St. Peter Canisius, SJ (1521–1597)
Peter has been proving that there’s “no land like the Lowlands” since 1521. He was born in the Netherlands but took his “A-game” all over Germany, Austria, and Bohemia. In fact, he was the first Dutchman ever to enter the newly minted Society of Jesus in 1543. He is a Cinderella story for the ages. When the Protestant reformation was in full-court press, Canisius battled back with renowned preaching, several Catechisms, and care for plague victims… talk about a triple threat! This humble approach won the “Apostle to Germany” not only big-time street cred but many converts as well.

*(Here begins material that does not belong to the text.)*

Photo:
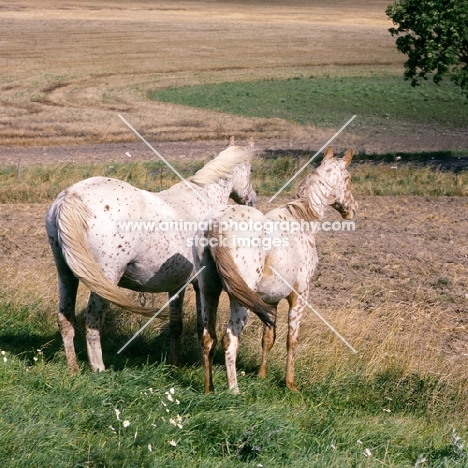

He was canonized in 1925 for his efforts.Here’s a guy who never gives up. When Reformation theological debates were at their hottest,
Canisius urged those around him to remember that argumentation would not win any admirers.
When the pressure was on he helped launch the first Catholic printing press… talk about ice
cold! As if that wasn’t enough, the slipper was proven to fit this Cinderella’s foot when death
came knocking at his door. He survived a near-death stroke in 1591 and lived for six more
years devoted to writing and takin’ care of bidniss. He might not seem like a favorite at first
glance…but Canisius has proven time and time again that “Dutch is Clutch.”
Paulo Miki (1562-1597)
Son of a wealthy military leader?  Sounds familiar, but Miki is no copycat of the other big names.  Paulo Miki hails from the Big East.  He was a Japanese Jesuit of a military family.  Born around 1562, Miki came of age during the heyday of Japanese Catholicism.  After being educated at a Jesuit school (typical powerhouse institutions), Miki entered the Society.  He learned the rhetoric of Buddhist priests so he could debate with them. The Emperor Hideyoshi government executed Miki just before his ordination.Looking for the well-conditioned, in-it-to-win-it saint?  Look no further than Miki, who marched 300 miles to his execution.  With some old school flare of Roman-style persecution, Miki and companions are a formidable group.  Look for well-executed Gospel-handling skills, understanding of the opponent and desire to finish.  Reasons to win: passion and fire; hard work
and conditioning; this guy has good, complete sense of the game.